Lamezia Terme – In un comunicato, Fiore Isabella (TDM Lamezia Terme) e Felice Lentidoro (Cittadinanzattiva Lamezia Terme) denunciano il malfunzionamento di alcuni ascensori all’ospedale Giovanni Paolo secondo di Lamezia Terme con l’immanente rischio per l’incolumità dei cittadini, in particolare anziani e i più fragili. “La denuncia del partito lametino di FdI non coglie di sorpresa gli utenti, è detto, soprattutto gli anziani e i fragili che, a fronte di otto ascensori che dal piano terra portano ai piani alti, ne funzionano solo tre, con l’aggravante che l’assenza di manutenzione sistematica rende insicuri anche quelli rimasti e che costituiscono un potenziale ed immanente rischio per l’incolumità dei cittadini".
"Cittadinanzattiva-TDM - proseguono - non ha mancato, in questi anni, di segnalare, senza trovare particolare ascolto in chi (Datore di Lavoro, R.S.P.P.), avrebbero dovuto e dovrebbero esercitare un controllo sistematico dei fattori di rischio presenti nella struttura. Un controllo non occasionale ed episodico, ma in linea col carattere prescrittivo della normativa (D.Lgs. 81/08) che definisce gli obblighi che le aziende hanno in materia di sicurezza sui luoghi di lavoro. La cosa non costituisce una novità inaspettata tant’è che è agli atti del Tribunale per i Diritti del Malato della nostra città la segnalazione di una nostra concittadina, poi trasmessa a chi di dovere, che in data 1 Febbraio 2022 nell’apprestarsi a scendere da quinto piano del nosocomio finì nel vuoto a causa del dislivello provocato dal cattivo funzionamento dell’ascensore. La conseguenza fu la frattura del Bacino i cui esiti continuano a pesare significativamente sulla vita quotidiana della nostra concittadina".

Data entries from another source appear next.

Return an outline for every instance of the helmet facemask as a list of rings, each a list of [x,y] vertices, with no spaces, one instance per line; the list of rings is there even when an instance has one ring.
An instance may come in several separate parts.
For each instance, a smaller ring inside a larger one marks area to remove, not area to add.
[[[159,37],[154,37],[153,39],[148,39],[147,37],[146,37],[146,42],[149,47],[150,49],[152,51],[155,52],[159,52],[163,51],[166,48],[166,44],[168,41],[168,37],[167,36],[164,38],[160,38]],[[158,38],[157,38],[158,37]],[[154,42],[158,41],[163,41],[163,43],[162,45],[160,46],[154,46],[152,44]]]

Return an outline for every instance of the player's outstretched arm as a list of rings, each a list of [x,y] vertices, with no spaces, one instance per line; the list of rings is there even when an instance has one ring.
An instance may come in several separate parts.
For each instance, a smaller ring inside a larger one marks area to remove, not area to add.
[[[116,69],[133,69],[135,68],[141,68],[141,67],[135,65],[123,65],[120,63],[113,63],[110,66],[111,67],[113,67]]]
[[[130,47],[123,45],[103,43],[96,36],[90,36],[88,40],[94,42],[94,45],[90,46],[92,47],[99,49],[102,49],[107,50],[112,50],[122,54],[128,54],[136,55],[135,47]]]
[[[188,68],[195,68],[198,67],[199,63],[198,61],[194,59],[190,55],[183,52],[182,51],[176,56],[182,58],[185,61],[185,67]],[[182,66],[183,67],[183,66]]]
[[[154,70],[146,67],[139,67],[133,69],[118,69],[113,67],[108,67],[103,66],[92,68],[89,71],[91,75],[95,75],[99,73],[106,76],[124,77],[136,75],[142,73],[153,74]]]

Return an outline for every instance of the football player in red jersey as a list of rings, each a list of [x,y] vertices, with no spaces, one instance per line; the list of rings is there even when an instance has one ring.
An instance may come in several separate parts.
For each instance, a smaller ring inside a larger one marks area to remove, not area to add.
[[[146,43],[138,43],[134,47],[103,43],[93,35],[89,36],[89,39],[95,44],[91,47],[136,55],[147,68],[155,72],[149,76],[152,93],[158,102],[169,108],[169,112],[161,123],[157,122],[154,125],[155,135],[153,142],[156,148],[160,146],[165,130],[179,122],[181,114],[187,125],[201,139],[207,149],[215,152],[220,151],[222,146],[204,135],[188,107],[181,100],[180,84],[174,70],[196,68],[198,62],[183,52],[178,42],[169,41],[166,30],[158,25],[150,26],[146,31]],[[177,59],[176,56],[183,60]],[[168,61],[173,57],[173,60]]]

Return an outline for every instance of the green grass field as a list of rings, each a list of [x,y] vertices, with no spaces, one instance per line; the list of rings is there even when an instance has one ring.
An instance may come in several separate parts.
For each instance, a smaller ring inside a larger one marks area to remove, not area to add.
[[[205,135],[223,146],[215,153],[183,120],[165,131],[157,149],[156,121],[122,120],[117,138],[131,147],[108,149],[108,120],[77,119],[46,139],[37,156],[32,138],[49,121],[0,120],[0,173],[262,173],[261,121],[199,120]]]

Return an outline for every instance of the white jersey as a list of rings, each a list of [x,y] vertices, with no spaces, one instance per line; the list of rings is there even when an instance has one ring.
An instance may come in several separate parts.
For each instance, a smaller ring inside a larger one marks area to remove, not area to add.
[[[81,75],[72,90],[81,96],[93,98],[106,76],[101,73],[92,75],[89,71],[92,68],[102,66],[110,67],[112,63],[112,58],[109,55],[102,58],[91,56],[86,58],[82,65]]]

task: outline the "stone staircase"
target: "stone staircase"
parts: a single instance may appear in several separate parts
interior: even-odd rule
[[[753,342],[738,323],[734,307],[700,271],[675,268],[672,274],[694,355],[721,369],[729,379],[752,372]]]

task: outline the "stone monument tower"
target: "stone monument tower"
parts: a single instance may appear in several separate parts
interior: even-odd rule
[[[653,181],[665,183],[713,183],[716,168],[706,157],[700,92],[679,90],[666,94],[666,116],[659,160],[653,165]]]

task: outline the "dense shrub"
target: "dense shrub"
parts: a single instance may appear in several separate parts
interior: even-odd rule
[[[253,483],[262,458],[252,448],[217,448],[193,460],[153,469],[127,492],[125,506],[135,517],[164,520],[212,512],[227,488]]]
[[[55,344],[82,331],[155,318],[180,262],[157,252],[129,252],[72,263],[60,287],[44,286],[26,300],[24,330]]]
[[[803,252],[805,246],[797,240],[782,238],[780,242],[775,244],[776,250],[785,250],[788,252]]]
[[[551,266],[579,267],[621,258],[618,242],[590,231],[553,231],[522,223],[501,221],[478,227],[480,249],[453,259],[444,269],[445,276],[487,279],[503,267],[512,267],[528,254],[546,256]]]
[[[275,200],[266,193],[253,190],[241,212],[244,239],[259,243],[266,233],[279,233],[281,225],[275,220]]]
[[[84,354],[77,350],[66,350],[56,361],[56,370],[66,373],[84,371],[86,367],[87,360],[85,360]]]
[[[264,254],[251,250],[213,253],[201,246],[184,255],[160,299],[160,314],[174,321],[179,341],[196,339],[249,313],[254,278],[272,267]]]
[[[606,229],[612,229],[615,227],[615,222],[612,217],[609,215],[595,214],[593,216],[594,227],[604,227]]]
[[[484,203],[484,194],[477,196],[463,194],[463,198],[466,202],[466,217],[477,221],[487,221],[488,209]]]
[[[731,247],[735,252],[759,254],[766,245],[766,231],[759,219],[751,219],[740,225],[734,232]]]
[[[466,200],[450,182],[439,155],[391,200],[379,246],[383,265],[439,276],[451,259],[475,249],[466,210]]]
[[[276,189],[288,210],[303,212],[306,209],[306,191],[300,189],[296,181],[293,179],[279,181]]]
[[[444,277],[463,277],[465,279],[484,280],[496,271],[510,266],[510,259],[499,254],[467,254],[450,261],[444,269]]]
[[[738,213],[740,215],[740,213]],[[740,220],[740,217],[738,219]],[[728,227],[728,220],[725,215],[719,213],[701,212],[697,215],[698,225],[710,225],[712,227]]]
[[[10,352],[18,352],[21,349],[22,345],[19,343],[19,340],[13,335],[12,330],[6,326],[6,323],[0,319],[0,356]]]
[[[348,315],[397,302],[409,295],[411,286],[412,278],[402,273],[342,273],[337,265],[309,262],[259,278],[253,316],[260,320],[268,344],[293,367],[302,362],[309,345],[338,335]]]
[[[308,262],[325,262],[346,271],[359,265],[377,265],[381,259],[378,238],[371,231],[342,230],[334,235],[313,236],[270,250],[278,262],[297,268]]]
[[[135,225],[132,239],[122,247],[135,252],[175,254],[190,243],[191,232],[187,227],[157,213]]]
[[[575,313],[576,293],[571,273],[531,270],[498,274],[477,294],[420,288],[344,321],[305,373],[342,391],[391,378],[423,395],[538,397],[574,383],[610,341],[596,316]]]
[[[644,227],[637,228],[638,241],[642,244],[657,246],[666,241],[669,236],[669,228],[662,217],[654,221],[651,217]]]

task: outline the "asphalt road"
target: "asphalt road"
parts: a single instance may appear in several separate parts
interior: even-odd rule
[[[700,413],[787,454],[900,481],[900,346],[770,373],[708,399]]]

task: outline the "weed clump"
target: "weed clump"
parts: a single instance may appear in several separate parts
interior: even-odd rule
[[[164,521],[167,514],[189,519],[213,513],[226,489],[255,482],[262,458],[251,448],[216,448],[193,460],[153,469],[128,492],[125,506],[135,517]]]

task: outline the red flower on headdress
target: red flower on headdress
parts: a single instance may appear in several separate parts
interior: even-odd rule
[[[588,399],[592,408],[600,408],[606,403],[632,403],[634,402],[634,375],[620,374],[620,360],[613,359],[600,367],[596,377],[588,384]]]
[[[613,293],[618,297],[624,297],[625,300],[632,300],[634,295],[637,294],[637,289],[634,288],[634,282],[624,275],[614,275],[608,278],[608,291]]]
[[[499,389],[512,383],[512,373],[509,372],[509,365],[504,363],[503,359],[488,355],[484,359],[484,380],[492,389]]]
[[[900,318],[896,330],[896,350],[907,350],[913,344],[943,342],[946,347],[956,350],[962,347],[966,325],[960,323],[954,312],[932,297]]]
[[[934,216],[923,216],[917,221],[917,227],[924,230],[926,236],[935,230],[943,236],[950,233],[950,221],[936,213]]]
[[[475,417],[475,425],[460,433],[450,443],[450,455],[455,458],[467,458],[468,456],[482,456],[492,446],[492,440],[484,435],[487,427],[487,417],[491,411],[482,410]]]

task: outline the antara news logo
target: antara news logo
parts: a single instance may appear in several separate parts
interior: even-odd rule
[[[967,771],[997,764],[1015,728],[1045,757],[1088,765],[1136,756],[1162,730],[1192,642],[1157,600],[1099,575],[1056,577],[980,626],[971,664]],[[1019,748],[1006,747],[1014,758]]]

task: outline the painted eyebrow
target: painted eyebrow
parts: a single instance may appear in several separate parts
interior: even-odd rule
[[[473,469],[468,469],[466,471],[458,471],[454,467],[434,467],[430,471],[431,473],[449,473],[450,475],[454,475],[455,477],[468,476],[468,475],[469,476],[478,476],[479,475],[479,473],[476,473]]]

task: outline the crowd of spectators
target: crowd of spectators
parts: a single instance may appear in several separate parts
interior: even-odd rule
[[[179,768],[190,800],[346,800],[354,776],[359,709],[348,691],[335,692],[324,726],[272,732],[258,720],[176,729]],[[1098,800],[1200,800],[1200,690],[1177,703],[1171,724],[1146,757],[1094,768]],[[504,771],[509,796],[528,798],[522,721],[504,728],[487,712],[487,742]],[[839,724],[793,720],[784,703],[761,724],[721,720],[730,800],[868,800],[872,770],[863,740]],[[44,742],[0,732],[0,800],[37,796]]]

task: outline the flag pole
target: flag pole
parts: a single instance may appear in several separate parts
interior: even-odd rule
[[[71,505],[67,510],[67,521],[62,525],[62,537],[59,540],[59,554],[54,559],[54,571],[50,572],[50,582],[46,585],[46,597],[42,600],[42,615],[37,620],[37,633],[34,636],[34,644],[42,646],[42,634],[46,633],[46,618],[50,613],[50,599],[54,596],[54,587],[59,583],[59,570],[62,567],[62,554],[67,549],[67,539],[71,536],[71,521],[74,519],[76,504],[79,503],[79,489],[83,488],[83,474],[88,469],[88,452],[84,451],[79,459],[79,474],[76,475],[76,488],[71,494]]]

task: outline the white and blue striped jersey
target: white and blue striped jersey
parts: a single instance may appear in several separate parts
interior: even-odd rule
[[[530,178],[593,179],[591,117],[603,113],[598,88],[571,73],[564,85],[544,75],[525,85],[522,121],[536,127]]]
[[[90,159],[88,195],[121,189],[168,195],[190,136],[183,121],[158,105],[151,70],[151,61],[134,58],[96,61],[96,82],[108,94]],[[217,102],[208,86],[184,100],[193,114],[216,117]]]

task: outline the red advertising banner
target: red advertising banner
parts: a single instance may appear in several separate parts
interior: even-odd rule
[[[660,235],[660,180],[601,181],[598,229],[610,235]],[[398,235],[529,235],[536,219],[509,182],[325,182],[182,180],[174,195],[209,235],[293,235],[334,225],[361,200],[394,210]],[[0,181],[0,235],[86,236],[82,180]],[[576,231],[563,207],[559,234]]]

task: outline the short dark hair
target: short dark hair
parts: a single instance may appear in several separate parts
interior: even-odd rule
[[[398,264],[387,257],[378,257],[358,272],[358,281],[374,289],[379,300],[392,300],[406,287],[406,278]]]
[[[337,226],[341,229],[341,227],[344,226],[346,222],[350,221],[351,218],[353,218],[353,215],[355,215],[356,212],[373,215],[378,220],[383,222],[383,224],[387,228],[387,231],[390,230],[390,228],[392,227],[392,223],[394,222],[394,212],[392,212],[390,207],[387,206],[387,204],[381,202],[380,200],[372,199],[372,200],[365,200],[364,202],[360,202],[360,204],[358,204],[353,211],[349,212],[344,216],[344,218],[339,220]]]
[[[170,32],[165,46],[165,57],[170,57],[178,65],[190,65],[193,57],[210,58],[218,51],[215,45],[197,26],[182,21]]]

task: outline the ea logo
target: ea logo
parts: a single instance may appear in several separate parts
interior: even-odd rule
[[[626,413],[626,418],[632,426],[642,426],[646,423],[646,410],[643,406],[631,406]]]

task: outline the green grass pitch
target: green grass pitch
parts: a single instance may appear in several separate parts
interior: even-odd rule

"Un’esperienza dolorosa, concludono, vissuta in una struttura ospedaliera abilitata ad accogliere i cittadini per curarli e guarirli e non per provocare loro traumi e sofferenze. Alla luce di quanto accaduto Cittadinanzattiva-TDM chiede ai responsabili della Sicurezza una verifica dettagliata ed immediata dei fattori di rischio presenti nella struttura ospedaliera sulla base della quale programmare la loro rimozione. Per finire, se i fattori di rischio insistono prevalentemente all’interno dei muri perimetrali del ‘Giovanni Paolo Secondo’, non bisogna trascurare la sistemazione del manto stradale del percorso che conduce al Pronto Soccorso, ormai ridotto ad uno ‘scolapasta’. In attesa degli indispensabili riscontri operativi Cittadinanzattiva_TDM assicura il suo costante impegno nel segnalare tutto ciò che costituisce fattore di rischio per gli operatori sanitari e per l’intera utenza”.